Vendée Globe 2020 : Douce nuit au sud de la Nouvelle-Zélande... Bestaven s'échappe en tête... Le journal de la course

VOILEC'est très calme sur le front des mers du sud
Bertrand Volpilhac

B.V.

Dimanche 20 décembre

Bestaven a pris (un peu) le large

« Attaque de Yannick Bestaven ! Thomas Voeckler sur la moto 1… » Bon, n’exagérons rien non plus, mais le skipper de Maître Coq IV a plutôt connu une belle nuit en distancant un peu ses poursuivants au podium, Charlie Dalin et Thomas Ruyant. Son avance sur Charlie Dalin (Apivia) a presque doublé par rapport à samedi soir, il est désormais 90,6 milles (167,8 km), contre moins d’une cinquantaine la veille au soir. Le troisième, Thomas Ruyant, pointe à 150,7 milles (279 km).

Rappelons au passage que Bestaven bénéficiera aussi d’une remise de peine de 10 heures à l’arrivée pour avoir détourné son bateau afin d’aider Kevin Escoffier.

Le classement

1. Yannick Bestaven, Maître Coq IV

2. Charlie Dalin, Apivia, 90 milles de la tête

3. Thomas Ruyant, LinkedOut, 150 milles de la tête

Nuit paisible au sud de la Nouvelle-Zélande

Charlie Dalin est très irrité de perdre du temps sur la tête et aimerait sans doute que la course aille un peu plus vite. Mais en ce moment, au sud de la Nouvelle-Zélande, c’est plutôt le calme plat sur le Vendée Globe. « On a de super conditions : il a fait super beau toute la journée, c’est agréable dès qu’il y a un peu de soleil, car la température monte bien, a expliqué Dalin dans la vacation nocturne. J’ai presque 15 degrés dans le bateau, et on voit des oiseaux. Le bateau ne bouge pas beaucoup, le sommeil est efficace… » Mais arrive bientôt, pour lui, une bataille avec la zone d’exclusion au sud pour éviter les icebergs.
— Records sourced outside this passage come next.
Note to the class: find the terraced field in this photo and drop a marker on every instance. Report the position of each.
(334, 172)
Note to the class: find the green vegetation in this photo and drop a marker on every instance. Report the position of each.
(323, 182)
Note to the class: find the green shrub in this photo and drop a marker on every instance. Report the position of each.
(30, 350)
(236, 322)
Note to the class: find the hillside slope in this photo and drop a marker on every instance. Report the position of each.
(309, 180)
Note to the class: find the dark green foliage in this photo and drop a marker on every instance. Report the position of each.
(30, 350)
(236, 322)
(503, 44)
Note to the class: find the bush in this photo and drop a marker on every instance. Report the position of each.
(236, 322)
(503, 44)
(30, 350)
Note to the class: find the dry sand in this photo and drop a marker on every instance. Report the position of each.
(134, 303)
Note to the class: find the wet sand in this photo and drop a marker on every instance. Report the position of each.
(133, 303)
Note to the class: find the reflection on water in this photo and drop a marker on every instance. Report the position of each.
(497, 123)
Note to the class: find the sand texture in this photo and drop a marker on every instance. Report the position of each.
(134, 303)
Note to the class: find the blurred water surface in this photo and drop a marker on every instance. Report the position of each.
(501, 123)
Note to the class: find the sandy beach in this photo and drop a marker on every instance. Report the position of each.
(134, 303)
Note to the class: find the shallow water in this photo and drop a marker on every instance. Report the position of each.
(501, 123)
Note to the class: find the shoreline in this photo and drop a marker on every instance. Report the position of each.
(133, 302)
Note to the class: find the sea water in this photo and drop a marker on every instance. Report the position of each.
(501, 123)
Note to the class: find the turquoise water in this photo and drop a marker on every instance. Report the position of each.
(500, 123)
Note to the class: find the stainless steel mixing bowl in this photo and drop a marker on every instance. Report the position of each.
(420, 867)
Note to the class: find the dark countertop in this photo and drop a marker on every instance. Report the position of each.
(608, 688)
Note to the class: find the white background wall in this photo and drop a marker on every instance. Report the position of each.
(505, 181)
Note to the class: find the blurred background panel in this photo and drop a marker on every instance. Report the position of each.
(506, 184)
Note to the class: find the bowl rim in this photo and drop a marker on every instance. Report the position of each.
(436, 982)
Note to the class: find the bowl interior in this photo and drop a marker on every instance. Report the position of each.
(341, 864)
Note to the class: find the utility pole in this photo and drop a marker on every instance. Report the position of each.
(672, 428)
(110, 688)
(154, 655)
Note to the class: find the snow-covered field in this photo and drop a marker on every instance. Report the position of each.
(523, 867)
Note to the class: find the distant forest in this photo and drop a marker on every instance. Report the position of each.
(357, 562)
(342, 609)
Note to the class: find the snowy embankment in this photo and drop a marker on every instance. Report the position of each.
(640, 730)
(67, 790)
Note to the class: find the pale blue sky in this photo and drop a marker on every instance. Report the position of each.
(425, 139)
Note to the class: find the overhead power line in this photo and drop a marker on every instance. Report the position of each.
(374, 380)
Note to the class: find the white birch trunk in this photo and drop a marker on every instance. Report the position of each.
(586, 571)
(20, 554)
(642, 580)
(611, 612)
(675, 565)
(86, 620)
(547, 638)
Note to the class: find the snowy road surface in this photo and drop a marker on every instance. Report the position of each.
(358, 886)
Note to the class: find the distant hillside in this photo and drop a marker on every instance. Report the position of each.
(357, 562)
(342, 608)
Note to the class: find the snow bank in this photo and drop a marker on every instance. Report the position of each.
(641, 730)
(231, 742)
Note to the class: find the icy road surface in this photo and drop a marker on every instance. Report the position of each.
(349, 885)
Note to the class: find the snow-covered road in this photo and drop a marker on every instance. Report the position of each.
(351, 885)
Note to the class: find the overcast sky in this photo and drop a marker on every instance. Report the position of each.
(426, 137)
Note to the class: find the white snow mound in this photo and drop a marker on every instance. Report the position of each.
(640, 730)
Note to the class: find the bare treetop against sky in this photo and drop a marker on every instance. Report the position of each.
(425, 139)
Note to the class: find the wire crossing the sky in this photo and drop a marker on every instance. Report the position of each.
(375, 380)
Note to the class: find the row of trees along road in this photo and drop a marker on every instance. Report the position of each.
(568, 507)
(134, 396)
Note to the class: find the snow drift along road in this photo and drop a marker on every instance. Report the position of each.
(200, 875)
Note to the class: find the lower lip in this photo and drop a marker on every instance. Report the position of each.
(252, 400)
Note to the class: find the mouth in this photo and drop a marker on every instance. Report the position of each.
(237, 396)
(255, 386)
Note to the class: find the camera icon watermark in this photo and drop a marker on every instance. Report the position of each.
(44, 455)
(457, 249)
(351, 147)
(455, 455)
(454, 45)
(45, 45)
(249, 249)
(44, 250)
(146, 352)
« Une emmerde par jour » pour Damien Seguin

Un poil derrière le premier peloton, Damien Seguin est dans une phase de dépression. Pas météo, juste personnelle. Dans sa vacation du matin, le skipper d’Apicil a avoué avoir été surpris par un grain « qu’il n’a pas vu venir », lui causant des gros soucis avec une voile.

Je suis en train d’essayer de trouver des solutions, ce n’est pas vraiment simple à bord ; je n’en ai pas dormi, je me suis arraché depuis pour remettre le bateau dans le bon sens. « Le bonhomme a été fatigué par l’effort physique intense. Pour l’heure, j’étudie la question, mais il est certain que cet épisode va laisser des traces sur le bonhomme et le bateau. Je vais essayer de minimiser les pertes. On connaît l’adage « Une emmerde par jour », et ça alterne entre les petites et les grosses. Là, je suis tombé sur une plus grosse ». Allez courage.